Si, tanto è cambiato da allora e quei giovani da “bottega estiva”, diventati poi professionisti, artigiani, commercianti ed entrati di diritto in quella classe media dove una vita di sacrifici, a volte di privazioni, ha permesso, tra le altre soddisfazioni, di poter fare studiare i figli senza passare per una dura gavetta, a torto o a ragione, oggi, desiderano e pretendono per i loro figli un’occupazione all’altezza delle aspettative.

Ecco che il meccanismo sociale si scontra con una realtà che non corrisponde e non risponde alle aspettative, ma a logiche completamente diverse; le cosi dette logiche di mercato, dove l’equazione più formazione, più master non sempre corrisponde a più certezze e possibilità di scelta. L’istruzione vista da giovani e famiglie, quindi, solo come mezzo e non come fattore culturale di arricchimento e crescita, che non prevede tra le possibili opzioni un lavoro manuale, una formazione sia superiore o universitaria che non contempla la voce “sporcarsi le mani”.

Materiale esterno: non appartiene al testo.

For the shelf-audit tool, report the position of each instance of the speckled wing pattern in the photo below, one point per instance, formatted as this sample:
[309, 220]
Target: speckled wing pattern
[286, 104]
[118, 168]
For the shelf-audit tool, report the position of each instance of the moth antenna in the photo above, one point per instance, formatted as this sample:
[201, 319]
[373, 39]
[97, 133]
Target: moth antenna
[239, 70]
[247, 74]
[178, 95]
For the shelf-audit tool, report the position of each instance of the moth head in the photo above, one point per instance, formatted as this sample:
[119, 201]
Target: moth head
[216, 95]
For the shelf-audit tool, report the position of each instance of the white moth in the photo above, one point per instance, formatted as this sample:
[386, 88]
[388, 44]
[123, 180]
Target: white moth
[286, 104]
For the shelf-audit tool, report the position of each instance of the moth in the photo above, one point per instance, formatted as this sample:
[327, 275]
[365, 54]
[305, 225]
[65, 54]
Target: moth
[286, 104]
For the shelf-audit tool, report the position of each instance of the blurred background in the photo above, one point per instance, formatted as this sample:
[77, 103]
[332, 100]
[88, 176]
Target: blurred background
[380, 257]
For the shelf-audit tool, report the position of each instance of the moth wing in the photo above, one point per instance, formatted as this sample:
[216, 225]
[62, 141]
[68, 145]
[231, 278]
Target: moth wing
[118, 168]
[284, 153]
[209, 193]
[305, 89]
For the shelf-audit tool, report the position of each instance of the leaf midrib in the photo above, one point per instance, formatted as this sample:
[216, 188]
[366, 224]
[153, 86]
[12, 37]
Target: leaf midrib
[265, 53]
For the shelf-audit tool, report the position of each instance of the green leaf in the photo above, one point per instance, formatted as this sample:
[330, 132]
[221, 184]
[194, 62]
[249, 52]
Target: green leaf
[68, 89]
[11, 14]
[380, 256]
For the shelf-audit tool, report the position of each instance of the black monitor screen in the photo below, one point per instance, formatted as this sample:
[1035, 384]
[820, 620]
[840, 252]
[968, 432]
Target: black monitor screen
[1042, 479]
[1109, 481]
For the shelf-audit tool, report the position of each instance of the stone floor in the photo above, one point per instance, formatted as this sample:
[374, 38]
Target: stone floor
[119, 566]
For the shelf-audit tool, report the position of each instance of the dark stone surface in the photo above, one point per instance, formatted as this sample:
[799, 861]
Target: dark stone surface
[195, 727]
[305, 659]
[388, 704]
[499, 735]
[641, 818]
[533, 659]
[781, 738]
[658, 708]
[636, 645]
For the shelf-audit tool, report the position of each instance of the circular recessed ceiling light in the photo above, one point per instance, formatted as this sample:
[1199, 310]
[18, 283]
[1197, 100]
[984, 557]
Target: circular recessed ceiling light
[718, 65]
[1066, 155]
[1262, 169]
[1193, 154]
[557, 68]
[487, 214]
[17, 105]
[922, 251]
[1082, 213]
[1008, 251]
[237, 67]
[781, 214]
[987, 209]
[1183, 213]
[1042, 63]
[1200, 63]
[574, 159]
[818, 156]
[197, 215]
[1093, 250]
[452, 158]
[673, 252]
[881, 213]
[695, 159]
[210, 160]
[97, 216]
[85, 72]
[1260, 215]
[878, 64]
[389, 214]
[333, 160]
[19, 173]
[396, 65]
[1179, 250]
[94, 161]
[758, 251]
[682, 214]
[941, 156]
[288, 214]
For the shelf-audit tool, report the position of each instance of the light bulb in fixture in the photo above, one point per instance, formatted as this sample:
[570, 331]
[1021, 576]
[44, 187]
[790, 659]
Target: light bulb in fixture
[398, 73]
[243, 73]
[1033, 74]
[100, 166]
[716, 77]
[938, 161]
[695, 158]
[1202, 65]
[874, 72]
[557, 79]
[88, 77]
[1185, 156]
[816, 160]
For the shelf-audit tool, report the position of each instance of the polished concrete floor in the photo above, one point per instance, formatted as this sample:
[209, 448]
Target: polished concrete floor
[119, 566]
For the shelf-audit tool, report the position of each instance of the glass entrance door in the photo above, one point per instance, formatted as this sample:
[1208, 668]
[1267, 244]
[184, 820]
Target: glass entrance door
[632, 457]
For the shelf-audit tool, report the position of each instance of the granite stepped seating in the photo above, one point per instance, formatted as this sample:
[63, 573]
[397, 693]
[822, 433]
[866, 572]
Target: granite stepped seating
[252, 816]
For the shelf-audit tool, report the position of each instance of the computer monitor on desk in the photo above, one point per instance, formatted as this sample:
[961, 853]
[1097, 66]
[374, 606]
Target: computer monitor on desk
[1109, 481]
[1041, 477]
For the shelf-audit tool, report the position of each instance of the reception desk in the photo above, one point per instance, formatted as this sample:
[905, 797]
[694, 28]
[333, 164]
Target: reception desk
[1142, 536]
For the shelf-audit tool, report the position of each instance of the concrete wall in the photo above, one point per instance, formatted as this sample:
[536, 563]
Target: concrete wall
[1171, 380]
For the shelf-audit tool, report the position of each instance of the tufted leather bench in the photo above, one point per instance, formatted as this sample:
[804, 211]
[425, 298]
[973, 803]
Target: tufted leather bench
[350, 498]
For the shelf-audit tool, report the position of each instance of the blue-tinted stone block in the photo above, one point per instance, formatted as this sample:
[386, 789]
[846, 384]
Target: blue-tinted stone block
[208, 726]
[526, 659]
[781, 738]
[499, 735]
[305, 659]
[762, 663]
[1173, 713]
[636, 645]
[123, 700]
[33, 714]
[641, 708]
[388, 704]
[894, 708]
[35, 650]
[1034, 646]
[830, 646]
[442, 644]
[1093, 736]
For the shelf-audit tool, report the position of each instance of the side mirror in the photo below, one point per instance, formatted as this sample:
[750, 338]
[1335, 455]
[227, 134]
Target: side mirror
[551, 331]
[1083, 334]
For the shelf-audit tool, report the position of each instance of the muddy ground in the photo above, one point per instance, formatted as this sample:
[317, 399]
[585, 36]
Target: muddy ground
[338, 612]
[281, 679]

Quante volte abbiamo sentito genitori, rivolgendosi ai figli, affermare con convinzione “studia se non vuoi spaccarti la schiena come tuo padre”.

Questo sogno del futuro diplomato o dottore, si infrange inevitabilmente e inesorabilmente qualche mese dopo il raggiungimento del “pezzo di carta”. La ricerca di un posto di lavoro risulta complicata, si scopre che tanti sacrifici non hanno dato i frutti desiderati, giovani e genitori si risvegliano da un sogno e rifiutano logiche di mercato che richiedono medici, anziché avvocati, commercialisti o psicologi.

A nessuno di loro interessa, se sempre il mercato ricerca restauratori, carpentieri e cuochi, con la convinzione che le professioni manuali non siano adatte e compatibili, non tanto con la formazione ricevuta, ma con la posizione sociale che dal loro punto di vista ne consegue.

Sono necessarie politiche comunitarie atte a diminuire l’incertezza, le diseguaglianze tra lavoratori a tempo indeterminato e atipico, è necessario attualizzare formazione e istruzione alle esigenze del mercato del lavoro, vanno sviluppati dalle imprese progetti, sistemi e prodotti a maggior valore aggiunto che si traducano in maggior occupazione, senza dimenticare che la fonte di profitto sono sempre più le idee, più che gli oggetti, ma vanno soprattutto ripensate alcune convinzioni, rivedendo modelli di pensiero che creano frustrante disoccupazione, modelli comportamentali che per eccesso di amore vedono i genitori sognare una vita comoda per i propri figli anziché realistica.

I nostri giovani devono essere stimolati a mettersi in gioco con modestia e con la consapevolezza che le aziende e il mercato del lavoro guardano sempre più a cosa si sa fare piuttosto a ciò che si è studiato.

I tempi sono proprio cambiati, chissà cosa consiglierebbe quel giovane apprendista di bottega che pur dotato di qualità rare, iniziò la sua attività lavorativa spazzando e pulendo pennelli nella bottega del Verrocchio.